Hopes that the lessons of Three Mile Island had been learned throughout the nuclear power industry were floored in 2002 by a potentially devastating breach of a reactor vessel at Ohio's Davis-Besse plant, the same one that had prompted Creswell's unheeded warnings three decades earlier.
This emergency was caused by extended leakage of acid-laden cooling water through cracks in a sleeve the top of the steel reactor vessel, which ate away a football-sized cavity in the vessel. It threatened the same emergency loss of cooling water that doomed Unit 2 at Three Mile Island.
The NRC staff had previously been alerted to possible boric acid corrosion issues at Davis-Besse and plants of a similar design. It notified plant operators that they would have to shut down for a safety inspection of the issue by Dec. 31, 2001, unless they had already done so.
Dominion, the Richmond-based power company, voluntarily idled two nuclear units to make the inspection, winning NRC's praise. But FirstEnergy Corp., owner of the Davis-Besse plant, "fought and clawed every inch of the way," to extend the December deadline, according to an NRC investigator's interview with a NRC inspector. The early shutdown would cause unacceptable costs, FirstEnergy said.
A NRC review body voted to overrule the inspectors, and Davis-Besse was given until mid-February 2002 to do the shutdown and inspection. "At a meeting like that, with your boss and your boss's boss presiding, it takes something to raise your hand and say, 'I think, you know, we should shut them down,'" the unnamed NRC inspector later said.
The football-sized cavity was discovered in March 2002 when the plant was finally closed for inspection, six months after the NRC staff's initial alert. A possible reactor vessel rupture could have been weeks away.

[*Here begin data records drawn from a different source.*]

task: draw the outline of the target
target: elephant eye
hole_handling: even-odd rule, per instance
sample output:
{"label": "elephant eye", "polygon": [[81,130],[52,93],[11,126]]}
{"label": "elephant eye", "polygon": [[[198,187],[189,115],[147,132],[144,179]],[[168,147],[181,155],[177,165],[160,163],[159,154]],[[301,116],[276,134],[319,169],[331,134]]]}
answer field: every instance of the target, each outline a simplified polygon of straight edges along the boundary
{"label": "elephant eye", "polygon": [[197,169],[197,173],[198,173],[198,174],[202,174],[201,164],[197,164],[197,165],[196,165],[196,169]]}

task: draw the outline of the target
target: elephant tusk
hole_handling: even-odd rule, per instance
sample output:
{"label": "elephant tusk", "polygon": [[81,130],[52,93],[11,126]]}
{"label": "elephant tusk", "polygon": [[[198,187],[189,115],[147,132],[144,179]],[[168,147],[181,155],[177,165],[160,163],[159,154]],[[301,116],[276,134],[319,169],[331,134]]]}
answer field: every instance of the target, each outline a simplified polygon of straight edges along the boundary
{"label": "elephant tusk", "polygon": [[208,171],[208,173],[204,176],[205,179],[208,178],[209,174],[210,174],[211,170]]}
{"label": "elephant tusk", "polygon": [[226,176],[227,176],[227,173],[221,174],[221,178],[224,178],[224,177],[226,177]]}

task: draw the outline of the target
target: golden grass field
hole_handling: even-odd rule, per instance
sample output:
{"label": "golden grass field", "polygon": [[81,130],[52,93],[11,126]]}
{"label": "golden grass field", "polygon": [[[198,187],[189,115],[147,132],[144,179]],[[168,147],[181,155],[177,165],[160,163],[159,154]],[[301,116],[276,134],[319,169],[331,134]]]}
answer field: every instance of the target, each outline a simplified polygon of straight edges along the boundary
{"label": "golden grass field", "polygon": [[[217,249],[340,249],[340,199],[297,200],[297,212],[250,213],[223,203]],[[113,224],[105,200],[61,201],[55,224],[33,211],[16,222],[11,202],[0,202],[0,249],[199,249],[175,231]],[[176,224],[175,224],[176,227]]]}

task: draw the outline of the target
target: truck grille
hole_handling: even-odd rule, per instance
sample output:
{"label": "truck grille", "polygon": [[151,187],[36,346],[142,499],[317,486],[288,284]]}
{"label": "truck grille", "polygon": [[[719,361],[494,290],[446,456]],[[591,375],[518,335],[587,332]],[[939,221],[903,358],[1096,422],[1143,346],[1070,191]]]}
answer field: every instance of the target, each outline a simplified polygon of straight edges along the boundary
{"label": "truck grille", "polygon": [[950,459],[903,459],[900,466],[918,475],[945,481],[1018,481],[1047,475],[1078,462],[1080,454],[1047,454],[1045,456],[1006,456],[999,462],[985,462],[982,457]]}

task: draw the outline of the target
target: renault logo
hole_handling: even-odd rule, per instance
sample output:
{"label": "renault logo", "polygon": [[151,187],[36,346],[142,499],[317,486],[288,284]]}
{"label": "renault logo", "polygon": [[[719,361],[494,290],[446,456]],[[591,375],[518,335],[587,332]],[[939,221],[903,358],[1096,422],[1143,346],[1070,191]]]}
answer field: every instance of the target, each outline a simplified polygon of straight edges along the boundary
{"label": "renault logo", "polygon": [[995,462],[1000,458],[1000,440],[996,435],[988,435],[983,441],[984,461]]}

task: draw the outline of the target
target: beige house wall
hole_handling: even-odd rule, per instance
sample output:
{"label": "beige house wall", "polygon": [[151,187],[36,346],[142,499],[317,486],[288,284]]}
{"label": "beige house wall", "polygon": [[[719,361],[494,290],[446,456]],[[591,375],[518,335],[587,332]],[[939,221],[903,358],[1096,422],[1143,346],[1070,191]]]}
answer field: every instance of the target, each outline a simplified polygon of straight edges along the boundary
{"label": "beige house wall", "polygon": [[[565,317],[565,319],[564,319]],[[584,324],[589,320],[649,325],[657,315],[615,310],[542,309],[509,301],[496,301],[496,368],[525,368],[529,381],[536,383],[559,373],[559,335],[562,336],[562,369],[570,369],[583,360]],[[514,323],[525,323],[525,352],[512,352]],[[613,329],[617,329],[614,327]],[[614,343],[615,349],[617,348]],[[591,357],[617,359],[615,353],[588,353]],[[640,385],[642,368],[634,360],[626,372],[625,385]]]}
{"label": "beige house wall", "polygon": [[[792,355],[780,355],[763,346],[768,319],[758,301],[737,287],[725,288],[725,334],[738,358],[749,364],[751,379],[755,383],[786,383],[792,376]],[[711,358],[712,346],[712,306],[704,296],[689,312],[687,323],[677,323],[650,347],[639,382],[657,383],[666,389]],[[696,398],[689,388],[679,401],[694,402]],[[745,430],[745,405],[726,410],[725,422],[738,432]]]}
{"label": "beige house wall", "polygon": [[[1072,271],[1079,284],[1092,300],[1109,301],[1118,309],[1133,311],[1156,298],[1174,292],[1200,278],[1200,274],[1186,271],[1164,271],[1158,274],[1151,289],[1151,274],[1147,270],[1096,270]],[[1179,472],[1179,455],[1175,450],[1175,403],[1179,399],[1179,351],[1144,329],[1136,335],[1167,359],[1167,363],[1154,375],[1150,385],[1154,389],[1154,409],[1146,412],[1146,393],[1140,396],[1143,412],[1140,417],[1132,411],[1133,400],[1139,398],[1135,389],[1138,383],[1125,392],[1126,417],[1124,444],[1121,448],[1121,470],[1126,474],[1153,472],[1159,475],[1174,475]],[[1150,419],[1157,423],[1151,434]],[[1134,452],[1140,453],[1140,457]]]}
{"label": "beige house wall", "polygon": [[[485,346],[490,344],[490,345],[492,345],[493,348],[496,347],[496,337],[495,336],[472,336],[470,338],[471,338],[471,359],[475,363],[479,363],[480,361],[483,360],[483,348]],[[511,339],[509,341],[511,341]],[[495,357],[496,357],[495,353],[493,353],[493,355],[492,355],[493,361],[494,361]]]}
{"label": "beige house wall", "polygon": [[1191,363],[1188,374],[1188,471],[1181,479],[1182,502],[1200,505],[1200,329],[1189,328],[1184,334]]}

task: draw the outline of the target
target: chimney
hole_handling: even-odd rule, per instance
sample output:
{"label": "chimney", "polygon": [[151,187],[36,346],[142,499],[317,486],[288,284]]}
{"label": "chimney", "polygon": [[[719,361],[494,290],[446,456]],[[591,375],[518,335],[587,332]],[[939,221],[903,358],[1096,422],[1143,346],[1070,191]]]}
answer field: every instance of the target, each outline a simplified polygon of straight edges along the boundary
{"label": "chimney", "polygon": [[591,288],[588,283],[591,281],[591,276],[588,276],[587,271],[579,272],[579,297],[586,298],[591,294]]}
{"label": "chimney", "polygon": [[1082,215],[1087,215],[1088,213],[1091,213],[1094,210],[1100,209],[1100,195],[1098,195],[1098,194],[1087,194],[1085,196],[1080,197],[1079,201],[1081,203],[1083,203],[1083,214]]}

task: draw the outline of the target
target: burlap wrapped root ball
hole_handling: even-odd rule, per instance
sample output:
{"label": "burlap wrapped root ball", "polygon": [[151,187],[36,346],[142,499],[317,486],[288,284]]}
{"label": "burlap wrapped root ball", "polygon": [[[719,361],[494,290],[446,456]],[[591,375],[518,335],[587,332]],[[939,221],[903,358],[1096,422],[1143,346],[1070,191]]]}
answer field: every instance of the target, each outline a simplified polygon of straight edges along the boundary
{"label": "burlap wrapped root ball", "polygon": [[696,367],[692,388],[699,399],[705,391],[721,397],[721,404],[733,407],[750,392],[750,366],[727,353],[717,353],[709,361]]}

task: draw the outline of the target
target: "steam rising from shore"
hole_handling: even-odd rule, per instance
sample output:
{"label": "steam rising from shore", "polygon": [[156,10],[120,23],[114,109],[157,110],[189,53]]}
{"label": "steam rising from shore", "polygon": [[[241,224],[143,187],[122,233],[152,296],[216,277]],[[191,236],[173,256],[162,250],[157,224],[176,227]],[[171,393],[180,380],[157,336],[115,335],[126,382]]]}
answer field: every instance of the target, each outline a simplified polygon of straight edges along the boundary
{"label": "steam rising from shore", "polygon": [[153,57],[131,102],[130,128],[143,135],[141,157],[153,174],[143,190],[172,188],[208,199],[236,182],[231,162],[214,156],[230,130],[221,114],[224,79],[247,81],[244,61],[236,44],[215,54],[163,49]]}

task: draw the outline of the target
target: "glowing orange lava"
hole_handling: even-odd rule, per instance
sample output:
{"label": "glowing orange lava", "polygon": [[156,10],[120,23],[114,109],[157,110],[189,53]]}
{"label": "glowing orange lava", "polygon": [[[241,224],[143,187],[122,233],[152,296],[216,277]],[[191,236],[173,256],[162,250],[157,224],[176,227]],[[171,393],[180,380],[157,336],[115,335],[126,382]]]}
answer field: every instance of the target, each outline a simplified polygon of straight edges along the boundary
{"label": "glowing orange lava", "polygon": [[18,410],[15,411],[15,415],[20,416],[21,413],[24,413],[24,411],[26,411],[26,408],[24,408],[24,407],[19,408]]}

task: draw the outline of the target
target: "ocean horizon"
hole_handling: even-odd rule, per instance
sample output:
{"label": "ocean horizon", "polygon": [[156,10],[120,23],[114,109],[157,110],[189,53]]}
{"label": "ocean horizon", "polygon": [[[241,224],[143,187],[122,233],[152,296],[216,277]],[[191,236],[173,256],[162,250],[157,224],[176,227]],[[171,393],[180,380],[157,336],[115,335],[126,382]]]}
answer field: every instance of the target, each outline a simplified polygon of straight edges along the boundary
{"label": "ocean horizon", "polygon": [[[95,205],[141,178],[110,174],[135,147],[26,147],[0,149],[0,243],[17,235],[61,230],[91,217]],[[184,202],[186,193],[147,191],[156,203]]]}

Following investigations, FirstEnergy paid a record $33.5 million in fines to settle civil and criminal complaints. A Davis-Besse engineer and supervisor were convicted of felony charges of willfully giving NRC false information about safety inspections, receiving fines and probation.
"The real lesson of Davis-Besse or even [Three Mile Island] is that we must never get complacent," NRC Commissioner Gregory Jaczko said this month. "Neither event was thought to be probable, or significant, until the very moment when they happened."